Dazu gab seine neue Band, mit Robbee Mariano (Bass), Neil Palmer (Keyboard/Piano), Alex Auer (Gitarre) und Ralf Gustke (Schlagzeug) alles. Der Sound war bis in die letzte Reihe exzellent. Die nach hinten abgesetzten Leinwände erzeugten eine Bühne mit viel Tiefe. Naidoo in kurzer brauner Hose, braunem T-Shirt und nassgeschwitztem blauen Jackett war für alle gut zu sehen.

Man kann dem Soul-Sänger nachsagen, er mache Erlöserpop und habe einen eigenwilligen Stilmix. Doch wer auf seiner Tour „Hört, hört“ Interpretationen von Liedern wie „Bei meiner Seele“ oder „Wo willst du hin“ hört, der kommt nicht umhin anzuerkennen, dass Naidoo nicht grundlos seit Jahren in ausverkauften Häusern spielt.

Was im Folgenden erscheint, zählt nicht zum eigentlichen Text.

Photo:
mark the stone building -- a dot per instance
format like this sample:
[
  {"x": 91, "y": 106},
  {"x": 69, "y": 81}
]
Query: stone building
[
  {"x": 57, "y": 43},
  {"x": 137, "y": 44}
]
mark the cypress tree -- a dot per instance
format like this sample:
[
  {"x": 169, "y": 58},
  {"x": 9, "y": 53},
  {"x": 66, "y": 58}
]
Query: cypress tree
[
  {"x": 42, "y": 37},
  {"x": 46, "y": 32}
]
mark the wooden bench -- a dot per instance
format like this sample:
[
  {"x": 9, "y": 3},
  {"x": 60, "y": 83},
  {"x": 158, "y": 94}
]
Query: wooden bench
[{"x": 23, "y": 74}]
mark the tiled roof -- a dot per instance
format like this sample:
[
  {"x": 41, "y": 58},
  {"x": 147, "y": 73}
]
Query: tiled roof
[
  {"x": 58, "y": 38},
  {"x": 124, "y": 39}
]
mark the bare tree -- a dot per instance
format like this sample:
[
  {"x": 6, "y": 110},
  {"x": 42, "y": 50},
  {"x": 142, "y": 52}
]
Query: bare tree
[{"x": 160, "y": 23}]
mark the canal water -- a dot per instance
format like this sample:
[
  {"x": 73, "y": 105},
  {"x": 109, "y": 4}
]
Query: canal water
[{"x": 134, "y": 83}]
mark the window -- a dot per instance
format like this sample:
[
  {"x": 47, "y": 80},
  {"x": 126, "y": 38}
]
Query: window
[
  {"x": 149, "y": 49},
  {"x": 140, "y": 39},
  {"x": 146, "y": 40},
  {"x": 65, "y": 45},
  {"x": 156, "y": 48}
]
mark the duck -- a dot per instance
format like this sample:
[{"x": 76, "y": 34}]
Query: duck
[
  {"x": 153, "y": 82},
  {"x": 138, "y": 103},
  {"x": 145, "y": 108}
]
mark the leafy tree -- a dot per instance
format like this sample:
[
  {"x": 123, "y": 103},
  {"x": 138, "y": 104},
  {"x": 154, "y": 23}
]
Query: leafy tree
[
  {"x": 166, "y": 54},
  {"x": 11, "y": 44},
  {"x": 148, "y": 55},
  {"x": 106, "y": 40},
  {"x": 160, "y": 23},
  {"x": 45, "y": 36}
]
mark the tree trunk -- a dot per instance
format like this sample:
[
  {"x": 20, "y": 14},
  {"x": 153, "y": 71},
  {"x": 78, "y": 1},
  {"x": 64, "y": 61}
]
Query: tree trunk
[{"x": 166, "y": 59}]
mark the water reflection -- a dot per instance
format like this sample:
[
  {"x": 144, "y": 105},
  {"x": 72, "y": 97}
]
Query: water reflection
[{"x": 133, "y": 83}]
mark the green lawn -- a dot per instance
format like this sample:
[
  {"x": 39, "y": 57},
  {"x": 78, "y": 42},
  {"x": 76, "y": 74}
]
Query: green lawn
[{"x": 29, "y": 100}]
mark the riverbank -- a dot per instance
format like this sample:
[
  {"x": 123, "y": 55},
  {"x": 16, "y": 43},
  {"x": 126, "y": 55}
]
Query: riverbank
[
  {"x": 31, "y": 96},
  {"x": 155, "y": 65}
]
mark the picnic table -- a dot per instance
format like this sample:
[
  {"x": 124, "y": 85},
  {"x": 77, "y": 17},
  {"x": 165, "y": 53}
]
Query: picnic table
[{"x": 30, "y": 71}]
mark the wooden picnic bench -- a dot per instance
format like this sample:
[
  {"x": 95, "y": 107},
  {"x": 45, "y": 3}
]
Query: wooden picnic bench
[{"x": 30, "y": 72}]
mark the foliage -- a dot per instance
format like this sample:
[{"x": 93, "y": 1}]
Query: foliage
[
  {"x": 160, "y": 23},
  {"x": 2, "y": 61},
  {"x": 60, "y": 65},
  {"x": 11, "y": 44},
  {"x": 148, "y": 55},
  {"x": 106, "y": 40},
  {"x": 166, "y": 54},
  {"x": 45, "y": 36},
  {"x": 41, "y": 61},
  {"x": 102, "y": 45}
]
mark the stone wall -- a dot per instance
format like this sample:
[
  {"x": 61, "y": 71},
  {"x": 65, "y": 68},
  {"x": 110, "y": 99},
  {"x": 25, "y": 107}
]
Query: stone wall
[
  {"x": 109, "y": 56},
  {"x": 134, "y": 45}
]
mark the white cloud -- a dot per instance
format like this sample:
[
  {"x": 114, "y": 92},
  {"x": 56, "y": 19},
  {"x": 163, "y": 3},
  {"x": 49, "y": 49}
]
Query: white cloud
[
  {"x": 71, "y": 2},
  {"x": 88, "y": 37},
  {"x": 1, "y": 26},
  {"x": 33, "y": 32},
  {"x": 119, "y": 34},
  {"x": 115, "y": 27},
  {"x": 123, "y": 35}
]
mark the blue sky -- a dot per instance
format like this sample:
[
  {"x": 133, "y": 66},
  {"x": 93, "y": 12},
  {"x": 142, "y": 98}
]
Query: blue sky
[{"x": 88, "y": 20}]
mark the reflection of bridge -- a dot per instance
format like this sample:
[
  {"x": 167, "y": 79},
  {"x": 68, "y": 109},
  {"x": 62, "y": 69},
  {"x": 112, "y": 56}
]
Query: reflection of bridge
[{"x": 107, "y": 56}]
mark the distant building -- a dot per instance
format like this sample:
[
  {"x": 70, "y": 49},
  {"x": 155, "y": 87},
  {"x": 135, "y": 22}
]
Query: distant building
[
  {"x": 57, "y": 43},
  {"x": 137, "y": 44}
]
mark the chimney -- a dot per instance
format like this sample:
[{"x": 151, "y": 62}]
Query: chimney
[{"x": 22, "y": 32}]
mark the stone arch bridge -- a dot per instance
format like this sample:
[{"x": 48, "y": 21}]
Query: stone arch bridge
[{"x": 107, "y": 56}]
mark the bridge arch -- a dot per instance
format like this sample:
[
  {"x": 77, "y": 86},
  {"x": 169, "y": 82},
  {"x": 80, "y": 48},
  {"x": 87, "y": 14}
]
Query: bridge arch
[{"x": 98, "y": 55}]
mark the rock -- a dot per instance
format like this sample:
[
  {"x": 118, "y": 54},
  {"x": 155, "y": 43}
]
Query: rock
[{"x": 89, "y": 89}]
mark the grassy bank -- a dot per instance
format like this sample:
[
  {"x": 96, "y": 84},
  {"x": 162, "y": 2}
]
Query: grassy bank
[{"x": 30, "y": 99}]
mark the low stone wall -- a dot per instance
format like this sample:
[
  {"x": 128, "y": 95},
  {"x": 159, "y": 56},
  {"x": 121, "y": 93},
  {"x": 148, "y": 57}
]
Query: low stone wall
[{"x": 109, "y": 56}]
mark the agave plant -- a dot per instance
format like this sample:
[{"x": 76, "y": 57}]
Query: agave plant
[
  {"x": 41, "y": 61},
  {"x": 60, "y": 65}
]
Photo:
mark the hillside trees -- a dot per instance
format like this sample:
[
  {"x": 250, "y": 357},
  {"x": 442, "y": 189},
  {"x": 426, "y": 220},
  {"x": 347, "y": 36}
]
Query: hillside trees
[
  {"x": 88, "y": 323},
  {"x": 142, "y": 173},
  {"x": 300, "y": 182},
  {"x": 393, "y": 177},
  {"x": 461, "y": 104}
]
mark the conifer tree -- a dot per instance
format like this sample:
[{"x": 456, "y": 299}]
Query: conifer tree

Fotos: Xavier Naidoo am Schloss Wilhelmsthal

Xavier Naidoo im Schlosspark Wilhelmsthal

Und es ist auch an diesem Abend nicht die eigenwillige Religiosität, die die Fans an seinen Lippen hängen lässt. Es ist die Ehrlichkeit. Dafür steht er in jeder seiner Zeilen, auch wenn seine Songtexte nicht eindeutig interpretierbar sind. Mit „Alles kann besser werden“ aus seinem aktuellen Soloalbum verabschiedet sich Naidoo von seinen Fans. Bis zum nächsten, besser abgestimmten Konzert.